I won’t restate all his conclusions here, Saunt does that quite well himself and the article includes the cartograms he created. Actually seeing the way the field has changed over time and the patterns that emerge is really quite fascinating, though, and got me thinking. Could a project like this go digital though? In a way, Saunt’s project reminds me of projects like we looked at last week, Australia’s Mapping our Anzacs for example, where people can plot on a map where veterans of World War I came from. Instead of clusters of little markers, though, he literally changed the face of the continent using cartograms instead of the more traditional equal-area map.

I think, in the end, it’s word “traditional” that gets me. Almost everything we do with history in conjunction with the Internet and Web 2.0 is untraditional. I’d like to see a map that doesn’t use little flags, but rather one that might change size depending on what information people feed into it. In a way, as Saunt points out, it can more accurately reflect mental attitudes, a la “Saul Steinberg’s famous New Yorker  cover depicting a Manhattenite’s foreshortened view
of the continent” (750) because the reader can see, in this case for example, a person’s world view or how important different variables are in relation to others.

It seems to me that getting opinions and understanding where the public is coming from is part of the job of a public historian and/or museum professional, and today, much of that is done via the web. Using this kind of insight gathering can let museums know, for example, which exhibits or parts of the museum visitors like most in a simple, visual way. It would, of course, have be supplemented with a comment sheet or in-person interview, but the results might help the staff decide where to start if more than one area is up for reconsideration.

In terms of digital collections after a tragedy, I’m thinking CHNM’s 9-11 project and Hurricane Katrina websites, these kinds of maps would show where items came from or what part of the country they refer to, giving an idea of where people’s attention is focused. Since submission date is stored as well, one could look over time and find out what part of the country submitted the most at any given time, or if there were any patterns.
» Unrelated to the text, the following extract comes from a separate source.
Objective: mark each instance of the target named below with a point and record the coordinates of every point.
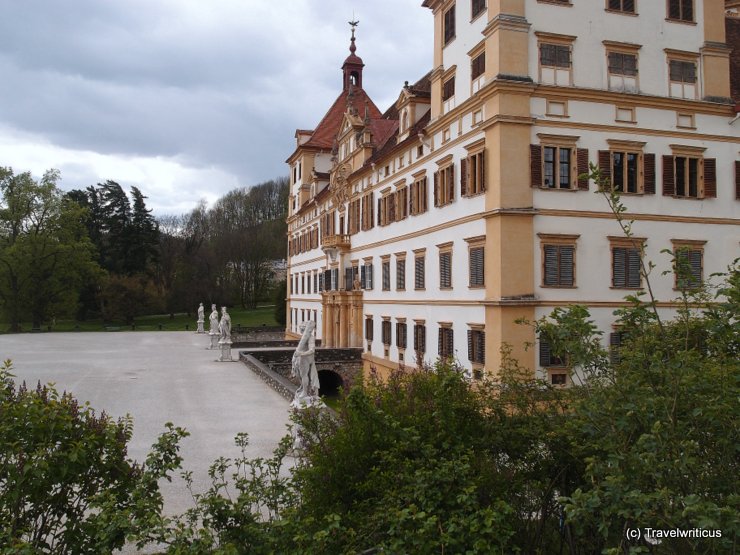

Admittedly, these might not be completely original data, and I’m sure something similar has been done. I’ve not seen many cartograms though (I didn’t even realize they had a name), and looking at distorted maps is far more interesting than looking at normal maps, at least in my opinion. If nothing else, it might be a fun option to explore, if only for break in monotony and the opportunity to show people how maps aren’t static truth, but merely subjective representations of the world around us.

*The original article can be accessed through the History Coopertive, which requires a subscription. If your institution has one, log into the library, then go here and access the WMQ, October 2008. AU students, that link should ask you to log into the system and will then take you to the main page. HC is particularly awesome, as it has the latest issues of journals, not just the ones from at least two years ago.